Не дождавшись ответа, выхватываю у Мирона напильник и продолжаю спиливать проклятый кастет.
— Ты в общем с ней в кабинку ушёл. Я решил тебя спасти. В общем она уселась на унитаз, чтобы у тебя отсосать, а ты ссать хотел.
— Что?!!! — я в ужасе смотрю на него.
Он не может успокоиться, стягивает со стола пирожок.
— Кирюха, ты, пиздец, подонок!!! Она этого никогда не забудет.
— Надо извиниться, — на полном серьёзе решаю я и наконец-то освобождаю свой палец.
— Нашёл перед кем извиняться. Нормальная девка никогда так бы не стала делать.
— Если только она тебя своим пацаном не считает.
Похмеляться даже не думаю, смотреть не могу на спиртное. Чай себе наливаю.
— Машка с парнем пришла в клуб, тебя увидела и решила вспомнить былые успехи.
— Как ты думаешь, Геля в своём лагере трахается с пацанами?
— Не знаю, напиши ей, — жуёт Мирон.
— Она меня заблокировала. Напиши ты.
Он моментом достаёт свой телефон и пишет сообщение.

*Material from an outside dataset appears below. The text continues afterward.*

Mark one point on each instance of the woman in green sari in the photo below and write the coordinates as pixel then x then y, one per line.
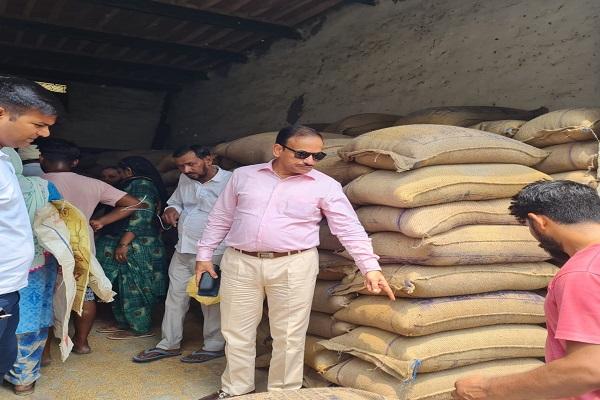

— Ну вот, она и меня заблокировала, — показывает мне экран. Там светится сообщение Рона: «Кирюха интересуется, ты трахаешься в лагере или нет?» И сообщение, что пользователь АНГЕЛина его добавила в чёрный список.
— Бля, купи себе мозг, — смеюсь я. Нормально он отказался быть посредником.
— Ничё, меня Любава тоже заблокировала, хотя мы так долго дружили.
— В общем о пьянке лучше никому из будущих жён не знать. Мало того, что целовались, опозорились на весь посёлок, ещё и голые в одной кровати спали.
— Это всё ты, не виноватая я! — смеётся Рон.
Завтрак проходит в тишине. Мы с Роном зависаем в своих телефонах. Отходняк тянется на пару часов, пока я вроде не прихожу в себя.
— Мне батя квартиру купил, — решаюсь сказать. — Рон, деньги нужны?
— Мне всегда деньги нужны, — он доливает чайник, чтобы выпить ещё чая.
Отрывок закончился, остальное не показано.